Thus... our Event and Sample Space would look like this:

$E = \{AC, AS, AD, AH\}$

$S = \{2C, 3C, 4C, 5C, 6C, 7C, 8C, 9C, 10C, JC, QC, KC, AC, \\
   \phantom{=} 2S, 3S, 4S, 5S, 6S, 7S, 8S, 9S, 10S, JS, QS, KS, AS, \\
\phantom{=} 2D, 3D, 4D, 5D, 6D, 7D, 8D, 9D, 10D, JD, QD, KD, AD, \\
\phantom{=} 2H, 3H, 4H, 5H, 6H, 7H, 8H, 9H, 10H, JH, QH, KH, AH\}$

$\large P(E) = \frac{n(E)}{n(S)}$



In [54]:
E = 4
S = 52
P = E/S
print("probability of picking an Ace from a standard 52-card deck:",P)

probability of picking an Ace from a standard 52-card deck: 0.07692307692307693


**D**. Use Python to calculate the probability of a day in May 2018 falling a weekend. Practice figuring out what the Event looks like and the Sample Space looks like. Use your answers to calculate the probability.

$E = ?$

$S = ?$

$\large P(E) = \frac{n(E)}{n(S)}$

In [55]:
import datetime
E = 0
S = 0
for day in range(1,31):
  date = datetime.date(2018, 5, day)
  if date.weekday() == 5 or date.weekday() == 6:
    E += 1
  S += 1
P = E/S
print("probability of a day in May 2018 falling a weekend:", P)

probability of a day in May 2018 falling a weekend: 0.26666666666666666


**E**. Use Python to calculate the probability of rolling an even number on a d10.

In [56]:
E = 5
S = 10
P = E/S
print(" probability of rolling an even number on a d10:",P)

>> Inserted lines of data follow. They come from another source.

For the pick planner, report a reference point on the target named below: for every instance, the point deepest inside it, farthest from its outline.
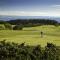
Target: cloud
(30, 13)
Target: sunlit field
(32, 36)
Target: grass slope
(31, 35)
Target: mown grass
(31, 35)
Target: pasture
(32, 36)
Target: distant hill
(6, 18)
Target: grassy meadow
(32, 36)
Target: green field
(31, 35)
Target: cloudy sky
(30, 7)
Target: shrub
(2, 27)
(8, 26)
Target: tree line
(18, 24)
(14, 51)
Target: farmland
(32, 36)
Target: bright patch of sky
(30, 7)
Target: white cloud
(31, 13)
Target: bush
(2, 27)
(8, 26)
(18, 27)
(13, 51)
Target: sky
(30, 7)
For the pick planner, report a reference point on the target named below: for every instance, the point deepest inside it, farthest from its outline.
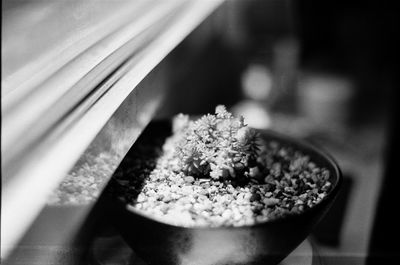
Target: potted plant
(214, 191)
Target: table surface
(114, 251)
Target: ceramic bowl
(263, 243)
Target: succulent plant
(216, 145)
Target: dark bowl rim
(306, 148)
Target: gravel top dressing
(218, 172)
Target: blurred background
(323, 71)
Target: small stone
(189, 179)
(255, 197)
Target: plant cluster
(219, 146)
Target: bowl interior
(161, 243)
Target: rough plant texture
(163, 181)
(219, 146)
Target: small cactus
(220, 146)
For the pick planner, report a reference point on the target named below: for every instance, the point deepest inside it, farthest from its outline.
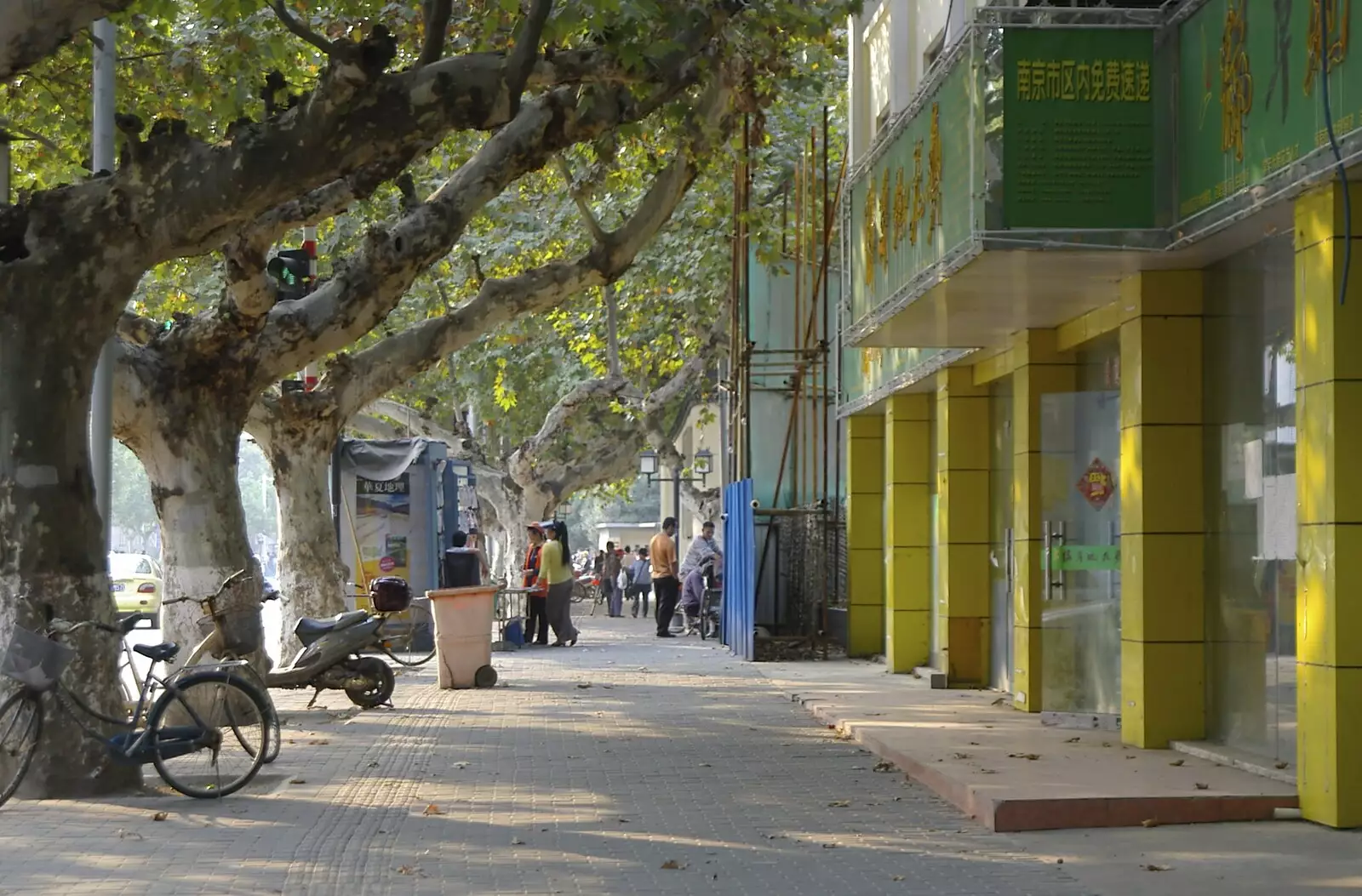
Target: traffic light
(290, 269)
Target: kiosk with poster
(397, 511)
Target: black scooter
(330, 658)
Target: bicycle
(215, 643)
(184, 721)
(420, 624)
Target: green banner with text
(1250, 97)
(1078, 128)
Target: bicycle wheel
(20, 726)
(209, 732)
(412, 643)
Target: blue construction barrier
(740, 569)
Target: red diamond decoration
(1096, 483)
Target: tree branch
(31, 31)
(249, 288)
(583, 206)
(526, 51)
(351, 304)
(300, 29)
(436, 14)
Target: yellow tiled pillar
(907, 534)
(1328, 480)
(1039, 369)
(865, 535)
(1162, 511)
(962, 436)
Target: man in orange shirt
(667, 583)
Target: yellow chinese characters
(1083, 81)
(1236, 81)
(1336, 31)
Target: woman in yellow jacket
(556, 572)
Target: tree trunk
(312, 579)
(51, 534)
(191, 460)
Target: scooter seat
(158, 653)
(317, 628)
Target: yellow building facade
(1101, 381)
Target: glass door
(1080, 446)
(1001, 556)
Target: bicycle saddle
(317, 628)
(158, 653)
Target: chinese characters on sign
(1096, 557)
(1236, 78)
(1079, 81)
(1078, 143)
(1096, 483)
(1335, 29)
(890, 214)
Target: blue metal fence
(740, 569)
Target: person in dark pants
(538, 617)
(662, 553)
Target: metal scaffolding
(798, 568)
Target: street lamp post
(701, 466)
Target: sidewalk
(1003, 768)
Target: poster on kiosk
(397, 510)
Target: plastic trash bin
(463, 635)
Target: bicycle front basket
(34, 660)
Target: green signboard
(1250, 99)
(1094, 557)
(1078, 128)
(912, 204)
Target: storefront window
(1250, 500)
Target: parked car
(136, 585)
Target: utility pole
(101, 405)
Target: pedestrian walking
(642, 585)
(556, 572)
(537, 624)
(610, 582)
(662, 553)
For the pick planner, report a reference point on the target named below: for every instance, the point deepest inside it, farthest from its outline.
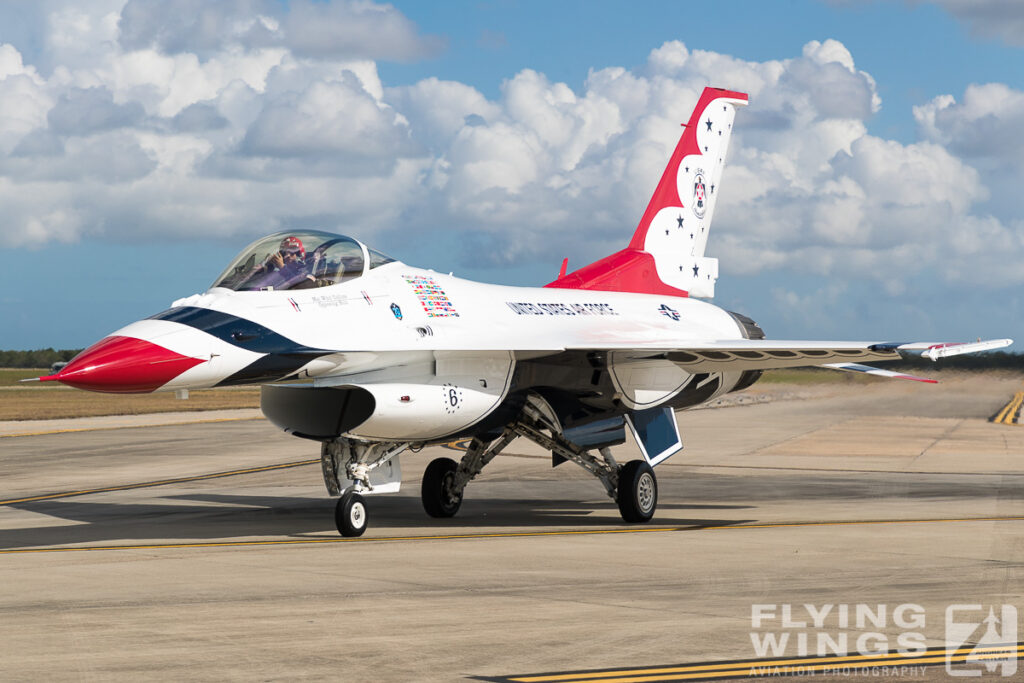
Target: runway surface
(208, 552)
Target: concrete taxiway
(207, 550)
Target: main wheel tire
(350, 515)
(637, 492)
(435, 491)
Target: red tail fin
(666, 254)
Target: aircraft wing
(728, 355)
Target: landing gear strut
(632, 485)
(348, 466)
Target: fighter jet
(374, 358)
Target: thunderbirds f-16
(373, 357)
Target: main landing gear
(632, 485)
(371, 467)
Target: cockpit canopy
(298, 260)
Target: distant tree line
(40, 357)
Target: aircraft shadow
(208, 517)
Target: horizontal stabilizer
(867, 370)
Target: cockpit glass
(294, 261)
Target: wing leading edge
(741, 354)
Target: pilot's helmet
(293, 246)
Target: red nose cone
(123, 365)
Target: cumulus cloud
(175, 120)
(343, 29)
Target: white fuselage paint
(412, 337)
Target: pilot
(287, 267)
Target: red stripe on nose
(123, 365)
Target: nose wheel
(350, 515)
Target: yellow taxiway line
(495, 535)
(1011, 413)
(780, 667)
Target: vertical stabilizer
(667, 253)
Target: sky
(871, 189)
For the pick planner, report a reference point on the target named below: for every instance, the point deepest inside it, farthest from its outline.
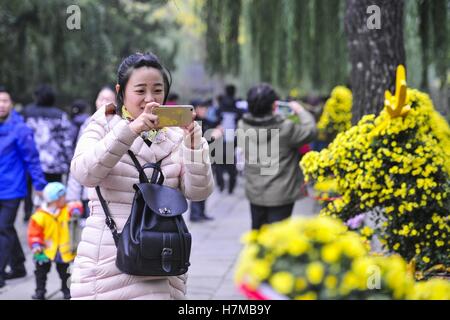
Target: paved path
(215, 250)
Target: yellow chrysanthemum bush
(318, 258)
(396, 167)
(337, 113)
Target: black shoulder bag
(155, 240)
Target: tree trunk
(374, 53)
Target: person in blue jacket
(18, 156)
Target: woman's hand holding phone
(146, 120)
(192, 133)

 probability of rolling an even number on a d10: 0.5


**F**. Use Python to calculate the probability of drawing a face card (Jack, Queen, King) from a deck of cards that includes not only the standard 52 cards, but two jokers, as well.

In [57]:
E = 12
S = 54
P = E/S
print("probability of drawing a face card:",P)

probability of drawing a face card: 0.2222222222222222


# Exclusive events and intersections
---

As noted above, sometimes events are exclusive and adding their probabilities works as expected.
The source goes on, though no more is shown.